McCarthy – No Country For Old Men

No Country for Old MenAction-Thriller With Literary Chops

McCarthy, Cormac. (2005). No Country for Old Men. New York: Vintage.

An aging sheriff in 1980’s Texas despairs over the violent crime drugs trafficking has brought to his county, making it into a landscape he hardly recognizes. Thus the title of the book.

The story begins when a local welder, Moss, is hunting. He stumbles across bullet-riddled vehicles, dead bodies, and a canvas bag containing $2.5 million.  He takes the money (notwithstanding the weight, overlooked in the story. That much money in hundreds would weigh over 200 pounds). Later he returns to the scene, and is spotted by drug mobsters who want the money. Moss gets shot up, but escapes, and the chase is on.

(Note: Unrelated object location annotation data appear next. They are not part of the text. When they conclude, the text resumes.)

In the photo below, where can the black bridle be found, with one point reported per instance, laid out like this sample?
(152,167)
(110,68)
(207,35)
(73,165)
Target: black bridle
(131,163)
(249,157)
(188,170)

Investigating the mass murder, Sheriff Bell realizes Moss is involved somehow, and searches for him.  Meanwhile a rogue psychopath, Chigurh, relentlessly hunts Moss to get the money. At the same time, a psychopath hit man  is hired by the drug cartel to kill Chigurh. There’s some good cat-and-mouse, multiple shootouts, lots of blood, innocent victims, and shattered glass.

How does it turn out?  The ending is inconclusive. The story just stops when McCarthy hit his page count. Consequently, the novel has no particular meaning or message, beyond the book’s title. Sheriff Bell waxes philosophical at the end, in a failed attempt to inject some meaning through deadly backstory.

With the exception of that final 40 pages, the book is well-written, extremely well-edited, with some innovations in narration and dialog that any writer can learn from. The book is an easy read, although it helps if you’ve seen the movie because the storyline in the book is so compressed, it is often not clear how characters seem to know what they know, and why they appear unexpectedly where they do. The movie wisely omits that last 40 pages of marshmallow-speak, but otherwise is faithful to the book. You can’t read Sheriff Bell’s lines without hearing the voice of Tommy Lee Jones.

There’s no punctuation beyond periods, question marks, and capitalized names and first words of sentences. There are few commas, which keeps the action moving breathlessly, as do the short sentences. The lack of apostrophes can be annoying in contractions and possessives, but having no quotation marks is the most noticeable formatting innovation. Why no quote marks?

Bell nodded. I aint a stranger to them thoughts, Carla Jean. I am very familiar with them thoughts.

In part, the lack of quotation marks might be a stylistic flair that comports with the characters’ simple lives and language. On the other hand, it may be related to McCarthy’s innovative narrator. Unlike many third-person narrators today, this one is not “close,” that is, he never gets intimate with the characters. Rather, he reports their behavior from the outside, without judgment or comment.

He went into the bathroom. He ran his forefinger around the sink. A washcloth and handtowel had been used but not the soap. He ran his finger down the side of the tub and then wipe it along the seam of his trousers. He sat on the edge of the tub…

This is pure behavioral narration that deprives the character of interiority. We never know what a character is thinking or feeling, or what he wants, except as we can infer it from his behavior. But if that kind of behavioral reporting were continued indefinitely, the reader would become bored, because a person’s external behavior is not rich enough to satisfy our need to understand characters.

So McCarthy fudges the narrator’s behavioral constraint in several subtle ways, one of which is to omit the quotation marks. In the dialog sample above, we are almost inside the head of Sheriff Bell, who is saying what he knows and feels. Except he’s not really saying it because there are no quotation marks. The narrator could throw up his hands and say, “Hey, I didn’t make Bell say that. Look, there are no quote marks! I’m strictly on the outside, here.”  It’s a cheap gimmick, but it does soften the harshness of pure behavioral reporting.

There are other techniques used to accomplish the same end. Action chapters, all in 3P-omniscient behaviorism, alternate with short, italicized chapters in Sheriff Bell’s first-person voice. In those chapters, Bell spills his guts to the reader about what he thinks, believes, feels, values, hopes for, worries about, and so on. They are confessional, and their intimacy stands in sharp contrast to the 3P narrator’s objectivity.

There are many other writing innovations in the book, although they would probably only be noticed by other writers, yet they do contribute overall to the book’s fatalistic tone and dark mood, making it a literary success as well as a competent thriller.